In a referendum slated for this coming Sunday, Swiss citizens are being called to vote on a national energy strategy, dubbed Energiestrategie 2050.
Now it is reported that just days ago German Green Party co-founder (later turned socialist) and former German Homeland Minister Otto Schily has come out to warn Swiss citizens against voting yes on the project, reminding them that Germany’s Energiewende (transition to green energies) is not the success it is often claimed to be, and that it has in fact turned into a 25 billion euro a year disaster.
This is reported the online Swiss daily, Basler Zeitung here.
Schily held the top position in Germany’s Homeland Ministry in the country’s Socialist/Green coalition government led by Gerhard Schröder from 1998 to 2005. He is regarded as one of the country’s most respected elderly politicians and statesmen.
According to the Basler Zeitung, Schily wrote a letter to Christoph Blocher, where he judged the Energiewende to be an “economic, ecological and social disaster” and so urged Swiss citizens to vote no.
The rightwing Swiss SVP party, led by Blocher, is leading the campaign against the green energy transformation project put forth by Swiss President Doris Leuthard of the centrist Christian CVP party. Both Schily and Blocher were Homeland ministers at the same time in their respective countries in the 2000s and are reported to maintain light contact.
The online Swiss site BLICK characterized Schily’s letter as “explosive”.

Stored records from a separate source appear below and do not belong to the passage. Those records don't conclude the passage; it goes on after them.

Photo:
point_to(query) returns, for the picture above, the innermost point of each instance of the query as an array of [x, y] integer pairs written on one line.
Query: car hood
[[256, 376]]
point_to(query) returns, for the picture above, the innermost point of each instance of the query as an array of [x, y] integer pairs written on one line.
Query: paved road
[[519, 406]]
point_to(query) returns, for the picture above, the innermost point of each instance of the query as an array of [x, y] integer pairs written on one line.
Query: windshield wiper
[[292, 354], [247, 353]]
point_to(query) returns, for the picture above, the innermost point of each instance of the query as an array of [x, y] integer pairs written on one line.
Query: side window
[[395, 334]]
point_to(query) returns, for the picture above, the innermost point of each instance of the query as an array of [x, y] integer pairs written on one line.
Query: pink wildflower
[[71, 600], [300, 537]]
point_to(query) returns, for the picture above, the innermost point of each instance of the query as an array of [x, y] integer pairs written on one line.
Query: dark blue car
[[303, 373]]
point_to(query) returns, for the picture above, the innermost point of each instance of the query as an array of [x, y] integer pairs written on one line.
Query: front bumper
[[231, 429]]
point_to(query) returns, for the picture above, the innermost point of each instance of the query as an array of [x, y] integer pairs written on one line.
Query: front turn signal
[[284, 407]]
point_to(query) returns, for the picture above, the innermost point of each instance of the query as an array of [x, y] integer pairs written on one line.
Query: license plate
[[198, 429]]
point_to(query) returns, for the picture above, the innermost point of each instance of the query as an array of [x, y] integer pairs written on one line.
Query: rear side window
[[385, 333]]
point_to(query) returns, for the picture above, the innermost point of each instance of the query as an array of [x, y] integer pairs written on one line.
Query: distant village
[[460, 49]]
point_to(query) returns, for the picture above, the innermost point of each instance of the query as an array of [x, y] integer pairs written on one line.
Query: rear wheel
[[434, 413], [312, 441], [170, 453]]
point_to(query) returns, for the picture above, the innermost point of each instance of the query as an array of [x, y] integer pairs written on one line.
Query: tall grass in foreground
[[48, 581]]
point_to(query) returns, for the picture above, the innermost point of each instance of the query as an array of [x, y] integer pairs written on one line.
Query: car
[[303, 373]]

The Basler Zeitung reports: “The costs of the Energiewende have grown to over 25 billion euros annually. As a result consumer electricity bills have risen year after year.”
Schily wrote that Germany’s green energies are also “extremely socially unjust” because they force low income consumers to pay more money into the pockets of wealthy wind and solar park operators – in a classic redistribution from the bottom up.
Jobs-killer, done nothing for the climate
Moreover, the Basler Zeitung writes that the Energiewende has scarred Germany’s natural landscape, has probably cost more jobs than it created, and has “contributed nothing to climate policy as it hoped to do“. Schily advised Swiss citizens “not to repeat the far reaching energy policy of the German Energiewende“.
German CO2 emissions rising instead of falling
The Basler Zeitung also cites an “expert team” by McKinsey consulting group, which not long ago found that the German energy policy has fallen far short of its aims: “Emissions of climate-harmful carbon dioxide are not going down, but rather are increasing, as is power consumption even though it was supposed to go down because of efficiency measures.”
The Basler Zeitung adds: “a collapse of the power supply threatens when the remaining German nuclear power plants are taken offline over the coming years“.